Neste exemplo, vamos supor que o consumidor primário seja uma zebra. As zebras se alimentam de gramíneas e outras matérias vegetais, obtendo energia das plantas que consomem. À medida que comem, as zebras transferem parte da energia armazenada nas plantas para os seus próprios corpos.
Os leões, os consumidores secundários, atacam zebras e outros herbívoros. Quando um leão caça e captura uma zebra com sucesso, ele consome a carne da zebra. Através deste processo, a energia armazenada no corpo da zebra é repassada ao leão.
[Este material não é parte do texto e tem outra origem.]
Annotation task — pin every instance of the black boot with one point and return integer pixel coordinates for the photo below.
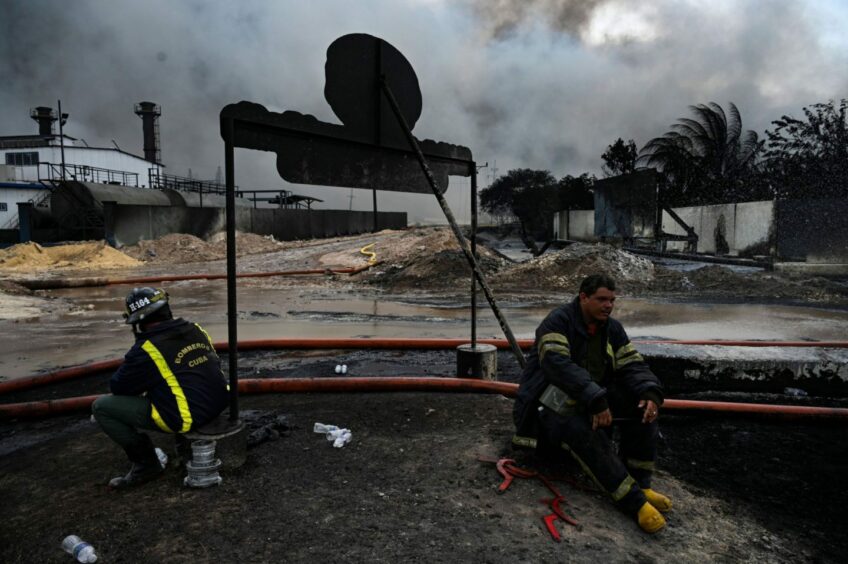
(145, 467)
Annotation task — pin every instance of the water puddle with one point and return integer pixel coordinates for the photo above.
(30, 346)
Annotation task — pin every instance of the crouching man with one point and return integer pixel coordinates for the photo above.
(581, 376)
(170, 381)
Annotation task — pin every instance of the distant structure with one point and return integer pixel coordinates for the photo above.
(149, 114)
(32, 167)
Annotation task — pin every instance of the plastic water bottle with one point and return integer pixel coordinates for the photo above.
(80, 549)
(163, 458)
(321, 428)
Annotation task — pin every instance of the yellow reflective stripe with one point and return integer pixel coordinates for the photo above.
(528, 442)
(627, 355)
(154, 414)
(173, 384)
(208, 338)
(553, 348)
(640, 464)
(556, 342)
(623, 489)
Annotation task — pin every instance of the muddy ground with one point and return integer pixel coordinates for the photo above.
(410, 486)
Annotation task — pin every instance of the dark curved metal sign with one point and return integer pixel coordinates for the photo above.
(369, 149)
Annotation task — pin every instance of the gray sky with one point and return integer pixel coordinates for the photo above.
(542, 84)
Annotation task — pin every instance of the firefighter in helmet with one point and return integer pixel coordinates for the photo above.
(170, 381)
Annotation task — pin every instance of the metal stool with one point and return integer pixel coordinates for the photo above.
(231, 442)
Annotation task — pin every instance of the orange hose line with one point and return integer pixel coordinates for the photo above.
(58, 375)
(363, 343)
(432, 384)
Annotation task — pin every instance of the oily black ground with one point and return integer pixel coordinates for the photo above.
(410, 488)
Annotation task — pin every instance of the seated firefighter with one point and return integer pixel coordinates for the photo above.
(581, 376)
(170, 381)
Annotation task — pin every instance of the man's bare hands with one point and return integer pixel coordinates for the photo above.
(652, 411)
(602, 419)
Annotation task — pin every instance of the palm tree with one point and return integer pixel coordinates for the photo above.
(705, 158)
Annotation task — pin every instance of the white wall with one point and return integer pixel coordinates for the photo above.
(11, 197)
(746, 225)
(576, 225)
(85, 156)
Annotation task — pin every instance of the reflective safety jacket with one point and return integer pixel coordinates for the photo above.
(557, 374)
(175, 365)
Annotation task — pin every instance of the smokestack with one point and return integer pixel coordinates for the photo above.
(45, 116)
(149, 113)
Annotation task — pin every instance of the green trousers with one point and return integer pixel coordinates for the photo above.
(121, 417)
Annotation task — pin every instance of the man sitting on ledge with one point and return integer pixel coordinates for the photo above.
(581, 376)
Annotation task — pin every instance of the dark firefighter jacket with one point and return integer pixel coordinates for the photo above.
(556, 374)
(175, 364)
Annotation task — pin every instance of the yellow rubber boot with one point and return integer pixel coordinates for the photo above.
(649, 519)
(659, 501)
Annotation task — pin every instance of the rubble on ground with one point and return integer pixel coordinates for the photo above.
(564, 269)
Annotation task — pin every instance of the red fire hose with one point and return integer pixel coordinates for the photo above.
(430, 384)
(365, 343)
(57, 283)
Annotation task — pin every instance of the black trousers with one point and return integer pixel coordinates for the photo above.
(624, 474)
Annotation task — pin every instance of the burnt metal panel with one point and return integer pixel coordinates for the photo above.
(626, 205)
(369, 149)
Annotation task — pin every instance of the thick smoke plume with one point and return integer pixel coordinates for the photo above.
(540, 84)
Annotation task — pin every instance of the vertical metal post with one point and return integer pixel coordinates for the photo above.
(473, 252)
(378, 110)
(25, 222)
(61, 137)
(232, 312)
(375, 210)
(463, 244)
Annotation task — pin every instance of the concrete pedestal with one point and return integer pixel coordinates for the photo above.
(479, 361)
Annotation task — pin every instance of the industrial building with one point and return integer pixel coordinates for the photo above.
(54, 187)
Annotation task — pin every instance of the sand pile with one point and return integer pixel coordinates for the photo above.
(178, 248)
(564, 270)
(93, 255)
(429, 258)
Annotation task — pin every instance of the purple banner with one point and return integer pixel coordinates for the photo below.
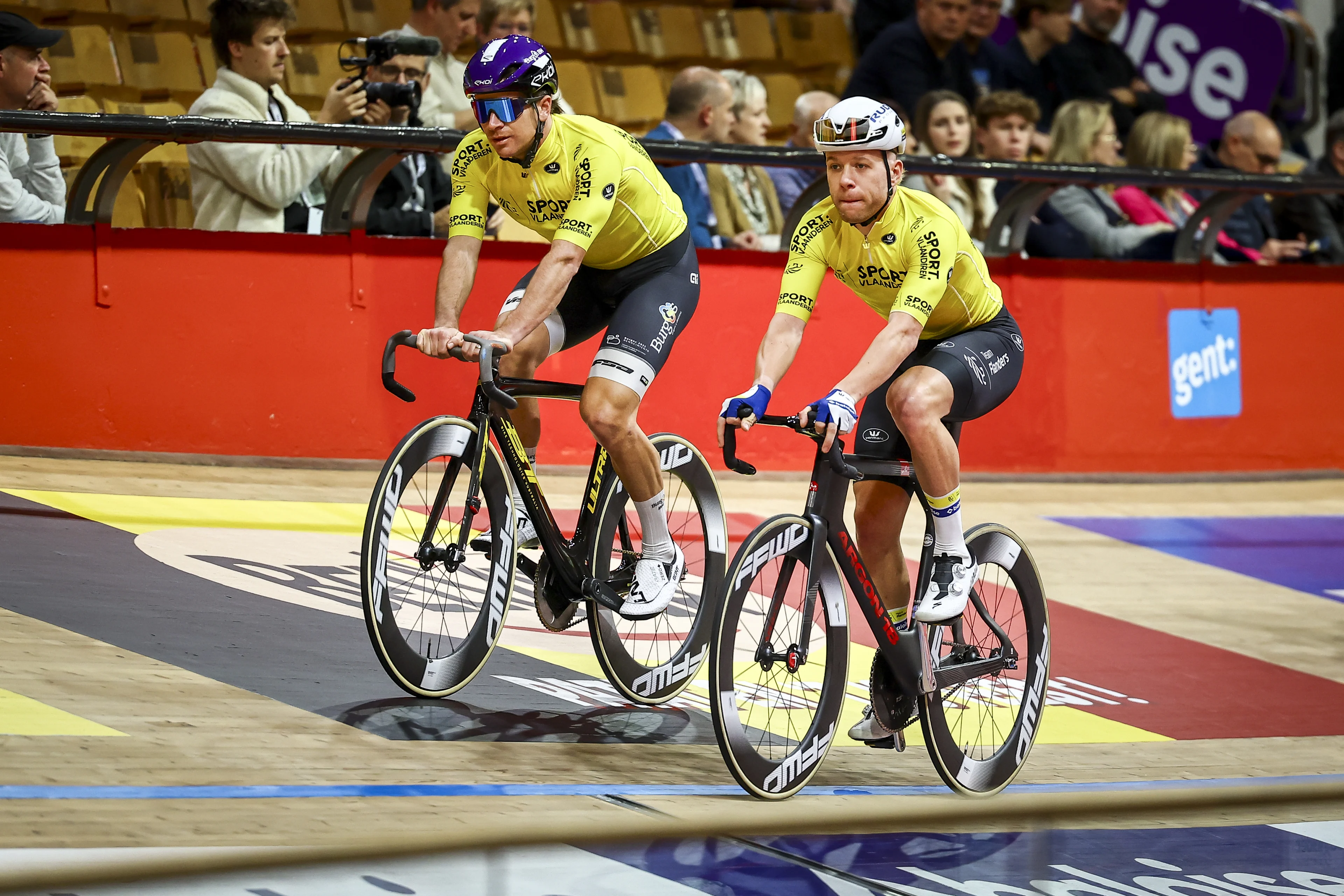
(1210, 58)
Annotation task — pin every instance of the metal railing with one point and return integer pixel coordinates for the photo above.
(130, 138)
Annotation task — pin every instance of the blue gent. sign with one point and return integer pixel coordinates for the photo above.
(1205, 362)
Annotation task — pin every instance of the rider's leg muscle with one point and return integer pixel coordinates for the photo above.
(609, 409)
(918, 401)
(522, 363)
(880, 514)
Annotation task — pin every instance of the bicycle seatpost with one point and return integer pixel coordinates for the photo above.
(495, 393)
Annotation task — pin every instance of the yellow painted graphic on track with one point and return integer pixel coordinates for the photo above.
(26, 716)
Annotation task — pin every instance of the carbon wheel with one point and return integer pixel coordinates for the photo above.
(654, 660)
(775, 718)
(994, 665)
(433, 610)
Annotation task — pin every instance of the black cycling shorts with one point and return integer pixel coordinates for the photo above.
(643, 307)
(983, 363)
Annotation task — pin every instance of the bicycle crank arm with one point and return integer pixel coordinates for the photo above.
(604, 594)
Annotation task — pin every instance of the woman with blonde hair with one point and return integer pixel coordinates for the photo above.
(744, 197)
(1084, 133)
(1162, 140)
(944, 125)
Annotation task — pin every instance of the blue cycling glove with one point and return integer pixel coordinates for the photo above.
(836, 407)
(755, 399)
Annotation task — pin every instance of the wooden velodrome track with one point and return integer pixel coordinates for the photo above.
(124, 664)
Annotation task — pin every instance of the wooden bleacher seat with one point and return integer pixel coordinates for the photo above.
(814, 40)
(318, 21)
(755, 35)
(577, 86)
(546, 29)
(159, 13)
(631, 96)
(206, 58)
(85, 62)
(311, 70)
(667, 33)
(781, 92)
(160, 65)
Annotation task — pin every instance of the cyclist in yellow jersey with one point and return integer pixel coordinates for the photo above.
(622, 260)
(951, 351)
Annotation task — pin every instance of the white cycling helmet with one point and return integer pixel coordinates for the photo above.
(859, 123)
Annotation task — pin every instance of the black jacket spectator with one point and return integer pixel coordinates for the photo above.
(987, 68)
(405, 203)
(1049, 236)
(1091, 69)
(873, 16)
(899, 68)
(1320, 217)
(1251, 225)
(1037, 81)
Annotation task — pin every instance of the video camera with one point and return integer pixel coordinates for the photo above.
(379, 50)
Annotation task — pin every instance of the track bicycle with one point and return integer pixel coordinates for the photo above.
(440, 558)
(975, 683)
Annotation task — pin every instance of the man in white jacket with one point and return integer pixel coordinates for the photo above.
(31, 187)
(262, 187)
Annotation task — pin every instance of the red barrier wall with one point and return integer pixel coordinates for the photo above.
(253, 344)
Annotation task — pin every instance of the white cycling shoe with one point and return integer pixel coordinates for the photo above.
(949, 589)
(655, 586)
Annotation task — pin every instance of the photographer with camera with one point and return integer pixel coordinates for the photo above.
(413, 198)
(262, 187)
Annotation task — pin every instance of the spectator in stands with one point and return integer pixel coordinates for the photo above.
(1160, 140)
(1320, 217)
(262, 187)
(412, 201)
(1029, 65)
(502, 18)
(744, 197)
(1006, 123)
(452, 22)
(790, 183)
(699, 109)
(873, 16)
(917, 56)
(987, 68)
(1251, 144)
(1092, 66)
(31, 187)
(943, 125)
(1085, 135)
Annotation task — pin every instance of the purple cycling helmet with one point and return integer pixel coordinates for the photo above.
(515, 64)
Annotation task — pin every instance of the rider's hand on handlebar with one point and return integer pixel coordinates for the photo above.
(835, 414)
(472, 352)
(755, 401)
(437, 342)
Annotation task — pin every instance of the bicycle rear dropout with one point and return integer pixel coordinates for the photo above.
(779, 673)
(440, 558)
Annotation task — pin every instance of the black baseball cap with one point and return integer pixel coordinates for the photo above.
(17, 31)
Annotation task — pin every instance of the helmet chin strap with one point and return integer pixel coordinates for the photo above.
(891, 190)
(537, 141)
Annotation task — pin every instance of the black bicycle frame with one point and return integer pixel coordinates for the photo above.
(495, 397)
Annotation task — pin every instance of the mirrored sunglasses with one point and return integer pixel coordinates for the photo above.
(506, 109)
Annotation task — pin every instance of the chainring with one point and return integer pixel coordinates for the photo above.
(553, 608)
(893, 708)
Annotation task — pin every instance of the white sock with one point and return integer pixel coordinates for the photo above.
(947, 523)
(654, 523)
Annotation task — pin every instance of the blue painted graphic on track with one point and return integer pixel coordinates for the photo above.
(1303, 553)
(1198, 862)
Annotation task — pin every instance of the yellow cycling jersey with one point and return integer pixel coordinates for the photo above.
(590, 184)
(917, 258)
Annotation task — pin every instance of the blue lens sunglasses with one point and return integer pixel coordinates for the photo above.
(506, 109)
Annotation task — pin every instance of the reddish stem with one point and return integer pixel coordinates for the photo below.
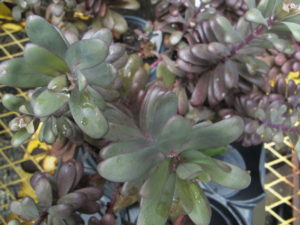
(41, 219)
(179, 220)
(113, 201)
(156, 62)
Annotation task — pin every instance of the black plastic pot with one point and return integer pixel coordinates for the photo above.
(139, 23)
(245, 207)
(229, 207)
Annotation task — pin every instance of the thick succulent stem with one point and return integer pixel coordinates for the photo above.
(114, 197)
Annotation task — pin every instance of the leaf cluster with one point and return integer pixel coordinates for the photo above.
(72, 83)
(163, 157)
(222, 60)
(58, 199)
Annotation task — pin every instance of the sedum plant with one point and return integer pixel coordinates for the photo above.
(155, 143)
(71, 83)
(59, 199)
(222, 60)
(164, 157)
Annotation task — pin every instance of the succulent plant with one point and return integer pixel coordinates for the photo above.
(163, 163)
(155, 138)
(222, 61)
(59, 199)
(71, 83)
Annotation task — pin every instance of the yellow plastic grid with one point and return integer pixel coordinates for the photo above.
(282, 185)
(12, 178)
(12, 41)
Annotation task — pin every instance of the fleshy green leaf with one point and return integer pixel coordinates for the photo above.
(101, 74)
(201, 211)
(174, 134)
(235, 178)
(44, 34)
(48, 102)
(188, 170)
(12, 102)
(20, 137)
(58, 84)
(157, 108)
(156, 211)
(97, 98)
(81, 80)
(122, 147)
(44, 61)
(134, 165)
(87, 115)
(16, 73)
(114, 21)
(294, 28)
(153, 186)
(254, 15)
(86, 53)
(121, 125)
(105, 35)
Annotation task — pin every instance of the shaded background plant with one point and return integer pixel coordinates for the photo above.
(221, 60)
(155, 138)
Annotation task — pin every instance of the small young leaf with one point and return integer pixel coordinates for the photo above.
(86, 53)
(12, 102)
(188, 170)
(87, 115)
(134, 165)
(153, 186)
(16, 73)
(20, 137)
(44, 61)
(156, 211)
(201, 211)
(48, 102)
(294, 28)
(44, 34)
(254, 15)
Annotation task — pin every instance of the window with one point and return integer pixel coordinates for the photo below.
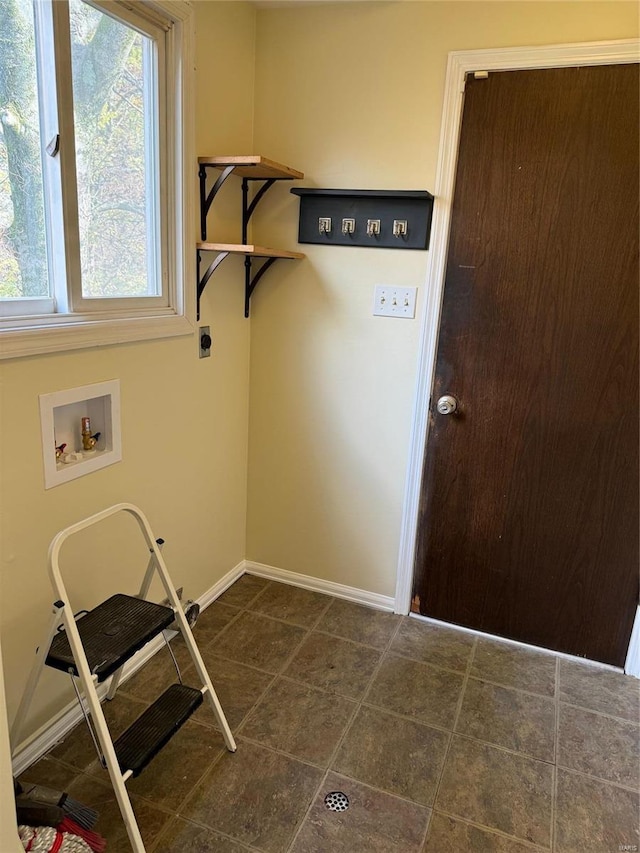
(95, 162)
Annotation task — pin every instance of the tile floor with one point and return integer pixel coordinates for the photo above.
(442, 741)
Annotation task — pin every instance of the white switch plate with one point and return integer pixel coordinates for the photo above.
(391, 301)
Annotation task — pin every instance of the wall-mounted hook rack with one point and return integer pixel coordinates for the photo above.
(249, 168)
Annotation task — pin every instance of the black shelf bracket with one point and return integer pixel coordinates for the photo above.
(248, 207)
(206, 199)
(202, 280)
(250, 282)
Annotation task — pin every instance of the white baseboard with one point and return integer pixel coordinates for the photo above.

À medida que o leão digere a carne da zebra, ele extrai nutrientes e os converte em energia que alimenta as atividades do corpo, como caçar, correr e manter a temperatura corporal. O leão também pode armazenar parte da energia como gordura para uso futuro.
Os decompositores, como bactérias e fungos, também desempenham um papel crucial neste fluxo de energia. Depois que o leão consome a zebra e deixa para trás seus restos mortais, esses decompositores decompõem a matéria orgânica restante, liberando a energia restante de volta ao meio ambiente. Essa energia pode então ser utilizada pelas plantas, reiniciando o ciclo.
É importante notar que em cada etapa da cadeia alimentar, alguma energia é perdida na forma de calor. Essa perda ocorre porque nenhum organismo é 100% eficiente na conversão de toda a energia que consome em sua própria biomassa. Portanto, a energia disponível em cada nível diminui à medida que avançamos na cadeia alimentar, resultando numa estrutura energética em forma de pirâmide.